年も明け、ついに2020年がやってきた。2020年と聞いて思い浮かぶのは、やはり東京2020大会。2019年は忘れもしない、ラグビーW杯2019があった。スポーツに関わる私としては、とてもうれしい時間だった。

今回の「ハナことば」は、お気づきの方もいらっしゃるかもしれないが、久々の執筆になる。2019年はプライベートで大きな変化があり、タフな1年だった。このコラムでも報告させてもらった、結婚があった。

そして、去年の4月に妊娠が分かり、出産した。


出産してママになりました
出産してママになりました

仕事は正産期(37週から41週)に入ったころまで続けた。体調を見ながらギリギリまで働くことができた。私自身、妊娠して初めて分かったことだらけだった。

妊娠が分かった時はうれしくて、うれしくて、夫と大喜びした。命がこの体に宿っていることに神秘を感じ、喜びに満ちあふれた。「誰に連絡しよう」。まずは互いの母親に連絡。ここまでは連絡することがうれしかった。

しかしその後、考えた。仕事でお世話になっている方、仕事での仲間、友人や関わってくれている人たちに「いつ連絡すればいいのか?」。とても考えた。なぜ悩むのか。

妊娠が分かった時は、まだ5週。私は38週で出産したから本当に初期。この命が無事に成長するのか、という不安もあった。

安定期という言葉を聞くと思うが、一般的に妊娠16週(妊娠5ヶ月)ころに入ったことをいう。安定期だからもう安心ということではなく、「妊娠する環境が整った」ことを言うらしい。切迫流産や切迫早産の可能性が低くなる。だから、安定期になったらといって、何もかも安心なわけではないのだ。

私は、いつごろ仕事場で言えばいいか本当に悩んだ。もし赤ちゃんに何かあったら、「体調を優先して働くこと」を周囲に伝えるとしても、それで大丈夫だろうか、などといろいろ考えてしまった。

結論としては、婦人科から産科へ病院を移行して、そこではっきり妊婦健診の予定が立てることができたら、一部の人(より近い距離で仕事をしている方)に伝えようと思った。夫と相談できたことでも安心できたと思う。それが8週から11週の妊娠3カ月の時だった。

私は、つわりもひどかったので、一部の方に伝えることができて本当に安心したのを覚えている。

そこからマタニティーライフが始まるのだが、よく言われる十月十日おなかにいる。
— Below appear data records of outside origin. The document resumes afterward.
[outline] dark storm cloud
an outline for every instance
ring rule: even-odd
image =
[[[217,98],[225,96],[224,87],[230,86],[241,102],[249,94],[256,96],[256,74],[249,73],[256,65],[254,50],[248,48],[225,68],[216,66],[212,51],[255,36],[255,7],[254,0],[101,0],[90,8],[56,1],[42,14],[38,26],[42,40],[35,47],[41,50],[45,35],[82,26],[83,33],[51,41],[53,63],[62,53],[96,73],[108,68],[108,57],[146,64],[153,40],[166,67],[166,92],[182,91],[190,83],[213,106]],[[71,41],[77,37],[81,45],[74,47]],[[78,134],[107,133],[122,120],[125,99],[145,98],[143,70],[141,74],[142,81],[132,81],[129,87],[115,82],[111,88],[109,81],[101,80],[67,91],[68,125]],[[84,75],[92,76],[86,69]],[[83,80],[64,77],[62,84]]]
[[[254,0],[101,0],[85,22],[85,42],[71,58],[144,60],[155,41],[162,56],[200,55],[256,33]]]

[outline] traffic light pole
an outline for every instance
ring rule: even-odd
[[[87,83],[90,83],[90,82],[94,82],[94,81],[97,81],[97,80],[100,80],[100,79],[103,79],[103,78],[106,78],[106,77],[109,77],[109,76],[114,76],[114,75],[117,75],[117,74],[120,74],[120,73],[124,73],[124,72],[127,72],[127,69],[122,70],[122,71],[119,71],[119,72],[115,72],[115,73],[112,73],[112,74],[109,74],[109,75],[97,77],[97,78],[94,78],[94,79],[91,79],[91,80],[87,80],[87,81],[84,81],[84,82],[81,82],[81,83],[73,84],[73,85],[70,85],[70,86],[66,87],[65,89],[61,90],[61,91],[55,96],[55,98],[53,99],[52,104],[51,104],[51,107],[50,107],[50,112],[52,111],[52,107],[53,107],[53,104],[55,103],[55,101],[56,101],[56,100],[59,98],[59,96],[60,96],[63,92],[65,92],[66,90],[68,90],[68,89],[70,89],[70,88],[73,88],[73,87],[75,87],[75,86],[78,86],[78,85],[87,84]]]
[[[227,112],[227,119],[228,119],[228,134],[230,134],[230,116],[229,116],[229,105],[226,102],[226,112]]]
体力はある!と自信はあったが、不安も多かった。

担当の先生には「あとは赤ちゃんの生命力次第」と言われた。でも何かあったらどうしよう。やはり初めての妊娠ということだろうか。

仕事をするとなると、次に不安なのは、移動だ。つわりでずっと気持ち悪いのと、立ちくらみや、疲れやすいのと眠気がすごかった。よくレモンとかすいかを食べ続けたと聞いたことがあった。私は、すいかとぶどうだった!不思議なものだ。
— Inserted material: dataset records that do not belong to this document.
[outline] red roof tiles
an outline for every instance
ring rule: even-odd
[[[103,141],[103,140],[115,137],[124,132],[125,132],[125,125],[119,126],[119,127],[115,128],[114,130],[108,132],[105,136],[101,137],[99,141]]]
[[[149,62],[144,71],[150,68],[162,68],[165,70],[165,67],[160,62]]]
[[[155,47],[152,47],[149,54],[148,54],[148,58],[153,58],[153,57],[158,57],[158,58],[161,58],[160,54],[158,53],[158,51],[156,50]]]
つわりってどんなものか分からなかったが、なってみると「いつ終わるの?」「出産まで続いたらどうしよう?」など、尽きない不安とイライラした気持ちを抑えられないこともあった。しかし、私には幸いなことに周囲に話せる人がいた。夫がいたし、出産経験のある友人や、同時期に妊娠中の友人もいて、さまざまな情報を教えてくれた。職場でも「おめでとう」と声をかけてもらったことで、本当に前向きに妊娠生活を送れたと思う。

つらかったつわりは6カ月で終わり、次はおなかが大きくなってくる。マイナートラブルも増えてくる。そのおなかを見て電車で席を譲ってくれたり、前に座っていた老夫婦が「楽しみだね」と声をかけてくれたり、関わってくれた方のおかげで出産が楽しみになった。プールに通ったりして仲間もできた。


おなかが大きかったころ
おなかが大きかったころ

予定していた仕事も終え、産休に入ったころ、「そろそろかな?」。38週で陣痛が来た。「1時間に6回、定期的に痛みがきたら病院に連絡してください」。病院に着いて、すぐ分娩(ぶんべん)室へ。9時間後に無事出産した。
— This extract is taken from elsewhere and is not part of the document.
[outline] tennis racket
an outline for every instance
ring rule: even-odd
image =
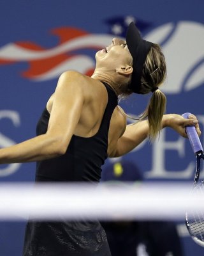
[[[189,115],[190,113],[186,113],[182,116],[188,119]],[[186,131],[196,157],[196,170],[192,195],[194,198],[196,196],[203,196],[204,198],[204,181],[199,181],[201,159],[204,159],[203,147],[194,126],[186,127]],[[192,209],[189,210],[186,213],[186,224],[193,239],[198,244],[204,246],[204,212]]]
わが子のうぶ声を聞いた時は、妊娠期間のことを思い出したのと、無事生まれてきてくれたことで涙が出た。担当の先生、助産師さん、仕事を調整して立ち会ってくれた夫、話を聞いてくれた友人、家族に心から感謝したい。

妊娠、出産は本当に奇跡だ。身をもって命の大切さを実感した2019年だった。当たり前が当たり前でないことを、学ばせてもらった。妊娠期間中に支えてくれたすべての方、本当にありがとうございました。そして、母にしてくれたわが子にも感謝したい。